Training signal. Two stages, both supervised. Stage one: the Llama-2 + SigLIP + DINOv2 backbone arrives pretrained on internet vision-language data — self-supervised, no robot data. Stage two: imitation on 970,000 robot trajectories from the Open X-Embodiment dataset, with cross-entropy loss over the discrete action tokens.

Three slots, four design choices each, one paragraph. You can do this exercise for any model in the Model Zoo (Appendix F) and the structure of the design space falls out.

Where this differs from a perception model and from a planner

Two contrasts close out this section, because the entire premise of action models — and of this book — is that they are a distinct object from the two things they are most often confused with.

A perception model — an image classifier, an object detector, a vision-language model — has Slot 1 and Slot 3 but not a Slot 2 in the sense above. Its outputs are labels, segments, or natural-language responses, not commands a robot will execute. A perception model can be a component of an action model, and indeed every modern VLA has a perception model embedded in it. But the embedding is not free: the perception model has to be wired into a head that emits actions, and a training signal that grounds those actions has to be added. Most of the engineering effort in OpenVLA, RT-2, and π0 lives in that wiring.

A planner — STRIPS, PDDL, motion planners like RRT or PRM — has Slot 2 but typically not Slot 1 or Slot 3 in the sense above. It takes a symbolic or geometric description of the world (not raw sensor input), it produces an action or trajectory (Slot 2), and it does not learn from data — the rules are written. Classical planners are extremely good at certain things action models are bad at, and Chapter 4 makes that case in detail. They are bad at certain things action models are good at, which is why the two coexist in modern robotic stacks rather than one replacing the other.
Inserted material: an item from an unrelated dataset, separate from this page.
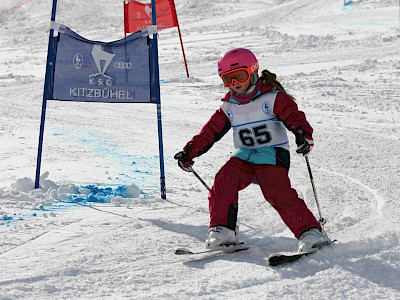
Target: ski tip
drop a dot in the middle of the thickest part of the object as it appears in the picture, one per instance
(182, 251)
The action models this book is about sit in the middle: they accept raw high-dimensional sensor input like a perception model, they produce executable actions like a planner, and they learn the mapping from data rather than having it written. That combination is what makes them new and what makes them hard. Section 1.3 traces the history of how the field arrived at that combination — and Section 1.4 names the four families that share the slot structure but differ in how they fill it.

This section has been read — times.

References

Kim et al. (2024). OpenVLA. arXiv:2406.09246.
Brohan et al. (2022). RT-1. arXiv:2212.06817.
Sutton & Barto (2018). Reinforcement Learning: An Introduction (2nd ed.). MIT Press.
Argall et al. (2009). A Survey of Robot Learning from Demonstration. RAS 57(5).